Hits: 143

Muhammad Fikri Haikal Saragih / Miftahul Jannah Sima

Pijar, Medan. Pernahkah kamu mendengar olahraga Buzkashi? Buzkashi adalah olahraga ataupun tradisi ekstrem nan unik yang berasal dari Negara Timur Tengah, yaitu Afghanistan, khususnya Afghanistan Utara.

Menariknya, olahraga ini menggunakan kuda sebagai tunggangannya untuk memperebutkan seonggok bangkai hewan, biasanya bangkai domba atau kambing tanpa kepala yang telah disembelih. Agar bangkai tidak mudah memuai, perlu dilakukan perendaman ke dalam air dingin selama 24 jam. Kemudian bangkai tersebut akan diisikan pasir untuk memberikan bobot tambahan.

Meski terdengar aneh, praktiknya sendiri mirip seperti permainan polo yang juga menggunakan kuda sebagai kendaraannya. Namun, turnamen ini diikuti oleh ratusan peserta atau tak terbatas jumlahnya yang berasal dari berbagai kota dan daerah, seperti Kunduz, Panjshir, Parwan, dan Baqlan.

Peraturan dalam permainan ini juga sederhana. Dilansir dari indosport.com, setiap peserta berlomba memperebutkan bangkai kambing. Kemudian, bangkai tersebut dimasukkan ke dalam sebuah lingkaran yang disebut “lingkaran keadilan” guna menambah poin untuk memenangkan turnamen.

Namun, menurut liputan6, peserta dibagi menjadi dua kelompok penunggang kuda. Bangkai kambingnya diseret secara estafet atau bergantian antarpemain. Jika tubuh bangkai itu terkoyak, kelompok yang mendapatkan bagian terbesar bangkai akan menjadi pemenang turnamen.

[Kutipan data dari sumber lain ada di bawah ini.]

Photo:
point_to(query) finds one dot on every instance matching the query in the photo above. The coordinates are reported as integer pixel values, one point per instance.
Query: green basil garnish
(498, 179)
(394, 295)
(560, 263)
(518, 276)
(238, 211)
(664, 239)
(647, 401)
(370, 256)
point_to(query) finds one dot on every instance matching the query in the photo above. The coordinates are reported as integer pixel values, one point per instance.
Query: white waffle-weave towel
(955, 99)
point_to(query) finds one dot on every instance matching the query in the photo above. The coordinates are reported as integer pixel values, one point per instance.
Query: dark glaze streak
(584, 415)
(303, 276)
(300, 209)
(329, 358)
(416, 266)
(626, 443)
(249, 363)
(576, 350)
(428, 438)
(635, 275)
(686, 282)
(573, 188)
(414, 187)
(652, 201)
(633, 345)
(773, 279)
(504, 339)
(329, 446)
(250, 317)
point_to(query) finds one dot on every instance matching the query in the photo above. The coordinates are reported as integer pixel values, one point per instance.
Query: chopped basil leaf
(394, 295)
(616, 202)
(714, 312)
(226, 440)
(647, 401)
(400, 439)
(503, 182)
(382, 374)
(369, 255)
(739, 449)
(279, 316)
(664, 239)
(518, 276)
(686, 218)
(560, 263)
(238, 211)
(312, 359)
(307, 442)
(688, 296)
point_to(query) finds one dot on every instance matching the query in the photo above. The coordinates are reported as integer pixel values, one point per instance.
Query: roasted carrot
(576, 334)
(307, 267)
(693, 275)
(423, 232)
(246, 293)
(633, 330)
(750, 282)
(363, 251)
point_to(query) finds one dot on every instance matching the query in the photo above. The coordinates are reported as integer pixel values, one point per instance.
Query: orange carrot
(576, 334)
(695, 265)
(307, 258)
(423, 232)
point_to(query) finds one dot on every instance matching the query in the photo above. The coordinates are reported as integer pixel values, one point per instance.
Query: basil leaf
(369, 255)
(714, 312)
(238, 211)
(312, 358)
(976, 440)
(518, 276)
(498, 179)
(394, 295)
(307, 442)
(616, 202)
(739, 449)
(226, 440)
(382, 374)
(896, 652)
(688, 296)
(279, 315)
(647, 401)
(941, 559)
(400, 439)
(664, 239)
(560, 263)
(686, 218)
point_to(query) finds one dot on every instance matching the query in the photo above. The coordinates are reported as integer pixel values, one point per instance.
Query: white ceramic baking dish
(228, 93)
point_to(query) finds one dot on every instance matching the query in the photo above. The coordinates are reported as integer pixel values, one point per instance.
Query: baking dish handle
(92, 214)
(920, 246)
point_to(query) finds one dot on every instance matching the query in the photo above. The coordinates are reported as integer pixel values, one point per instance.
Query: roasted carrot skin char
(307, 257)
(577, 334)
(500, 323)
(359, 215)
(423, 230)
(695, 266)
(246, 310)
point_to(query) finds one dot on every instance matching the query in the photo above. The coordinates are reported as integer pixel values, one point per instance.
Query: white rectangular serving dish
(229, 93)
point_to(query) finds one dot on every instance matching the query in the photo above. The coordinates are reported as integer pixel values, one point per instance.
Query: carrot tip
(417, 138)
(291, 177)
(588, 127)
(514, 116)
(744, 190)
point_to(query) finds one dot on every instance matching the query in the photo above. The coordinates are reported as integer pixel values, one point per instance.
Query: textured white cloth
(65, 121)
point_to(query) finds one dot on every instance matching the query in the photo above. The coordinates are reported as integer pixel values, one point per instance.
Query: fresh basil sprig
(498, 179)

Ketika jatuh atau luka, biasanya pemain akan segera mengobatinya dan lanjut mengikuti permainan kembali. Para pemain juga tidak bisa marah ataupun menuntut jika terluka dalam pertandingan.

Maka dari itu, untuk melindungi peserta, dianjurkan memakai pakaian tebal dan turban (penutup atau pelindung kepala) untuk melindungi diri dari serangan peserta lain. Senjata yang digunakan berupa cambuk ataupun tendangan dari sepatu bot.

Pemenang akan dilihat dari poin yang diraih. Peserta yang berhasil memenangkan permainan/turnamen akan mendapatkan piala Buzkashi serta hadiah menarik lainnya.

Asal mula muncul dan terbentuknya olahraga Buzkashi ini belum jelas, tetapi dianggap sebagai olahraga untuk menjaga sikap moral dan semangat pasukan selama perang yang melanda negara Afghanistan.

Olahraga yang  telah berusia ratusan tahun ini biasanya digelar setiap perayaan tahun baru Islam. Buzkashi ini pun sangat diminati oleh warga lokal, karena mereka juga memiliki kuda yang jumlahnya sangat banyak.

Olahraga ini mungkin terlihat berbahaya. Namun, kembali lagi ke tujuan permainan ini, yakni dapat menaikkan semangat juang ksatria Negara Afganistan yang memang Buzkashi diperuntukkan untuk para lelaki saja. Maka tak heran, olahraga ini sangat menguji adrenalin.

Kini Buzkashi juga menjadi olahraga nasional, bahkan telah dimainkan di negara-negara seperti Uzbekistan, Tajikistan, Kyrgyzstan, Pakistan Utara, India, dan Kazakhstan. Namun sangat disayangkan, olahraga Buzkashi sudah terancam punah. Faktor ekonomi yang memburuk dan kembali berkuasanya kelompok Taliban di Afghanistan membuat olahraga ini perlahan menghilang.